State’s First Endovascular Procedure for Dialysis Patients Performed at Baton Rouge General

Vascular surgeon Dr. Joseph Griffin was the first physician in Louisiana and the second in the country to perform a new endovascular procedure for patients with chronic kidney disease. Performed at Baton Rouge General, the procedure gives surgeons a minimally invasive way to create access to the bloodstream, which is critical for dialysis treatment.

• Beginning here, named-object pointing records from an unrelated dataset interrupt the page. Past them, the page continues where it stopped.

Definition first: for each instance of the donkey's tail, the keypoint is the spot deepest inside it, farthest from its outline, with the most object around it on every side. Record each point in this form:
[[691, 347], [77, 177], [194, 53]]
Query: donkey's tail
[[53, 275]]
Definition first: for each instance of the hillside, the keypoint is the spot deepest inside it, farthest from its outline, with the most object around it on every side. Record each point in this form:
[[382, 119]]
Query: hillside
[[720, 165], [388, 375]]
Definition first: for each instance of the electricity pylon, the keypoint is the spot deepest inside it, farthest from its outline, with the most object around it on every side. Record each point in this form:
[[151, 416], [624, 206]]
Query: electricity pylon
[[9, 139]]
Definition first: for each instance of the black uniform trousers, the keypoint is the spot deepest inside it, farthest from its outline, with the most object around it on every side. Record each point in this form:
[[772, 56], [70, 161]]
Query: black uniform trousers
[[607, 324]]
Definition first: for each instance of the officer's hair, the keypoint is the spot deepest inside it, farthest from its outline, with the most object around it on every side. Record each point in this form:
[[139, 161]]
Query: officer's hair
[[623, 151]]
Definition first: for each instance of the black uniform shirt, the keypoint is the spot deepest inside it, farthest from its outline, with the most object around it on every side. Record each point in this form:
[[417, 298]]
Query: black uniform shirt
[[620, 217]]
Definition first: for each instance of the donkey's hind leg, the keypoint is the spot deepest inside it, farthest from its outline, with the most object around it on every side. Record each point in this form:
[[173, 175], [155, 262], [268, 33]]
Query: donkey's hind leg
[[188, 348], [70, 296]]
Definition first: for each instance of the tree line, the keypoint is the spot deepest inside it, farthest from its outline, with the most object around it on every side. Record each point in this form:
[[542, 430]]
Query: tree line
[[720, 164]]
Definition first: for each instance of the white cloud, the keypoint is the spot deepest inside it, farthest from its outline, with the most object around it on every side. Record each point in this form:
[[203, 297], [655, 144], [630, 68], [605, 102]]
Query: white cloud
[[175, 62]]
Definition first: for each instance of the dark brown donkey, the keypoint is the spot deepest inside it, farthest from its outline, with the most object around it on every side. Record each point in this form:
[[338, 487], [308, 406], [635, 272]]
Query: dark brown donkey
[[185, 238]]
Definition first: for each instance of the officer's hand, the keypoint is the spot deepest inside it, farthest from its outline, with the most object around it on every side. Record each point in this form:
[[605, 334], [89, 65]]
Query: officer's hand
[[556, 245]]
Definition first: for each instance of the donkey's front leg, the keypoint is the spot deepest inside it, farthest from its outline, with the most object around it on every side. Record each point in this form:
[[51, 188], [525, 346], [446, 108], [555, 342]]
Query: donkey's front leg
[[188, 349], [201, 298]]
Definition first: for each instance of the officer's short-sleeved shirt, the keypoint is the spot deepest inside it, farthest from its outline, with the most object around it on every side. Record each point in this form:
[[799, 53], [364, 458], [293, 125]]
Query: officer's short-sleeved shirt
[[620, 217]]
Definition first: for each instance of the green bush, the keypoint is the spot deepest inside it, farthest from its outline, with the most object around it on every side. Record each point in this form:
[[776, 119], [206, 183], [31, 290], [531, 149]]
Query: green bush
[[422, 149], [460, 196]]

In the U.S., there are nearly 450,000 patients with end-stage renal disease (ESRD), the final stage of kidney disease. ESRD patients require dialysis to stay alive because their kidney function is too low to remove the necessary fluid and toxins. Clinicians need access to the bloodstream in order to administer dialysis, and most commonly, this is done by creating an arteriovenous (AF) fistula. A fistula is a surgically created connection between an artery and vein, and is typically placed in a patient’s arm.

“These patients depend on dialysis access as their lifeline for treatment,” said Griffin. “This innovative new procedure does not require open surgery to create the access, which had been the standard of care for over 50 years.”

In addition, the endovascular AVF approach lessens the trauma to a patient’s blood vessels and creates the access in a different area in the forearm, near the ulnar artery and ulnar vein.

“The new technique also gives patients the best chance to use their natural blood vessels instead of a more complicated, surgical procedure using a graft,” added Griffin.

The procedure utilizes the WavelinQ EndoAVF System, which was cleared this summer by the U.S. Food and Drug Administration. 

Dr. Joseph Griffin, center, is joined by, from left to right, James Myers, Amanda Holden, and Leslie Klein after the successful completion of the new procedure at Baton Rouge General.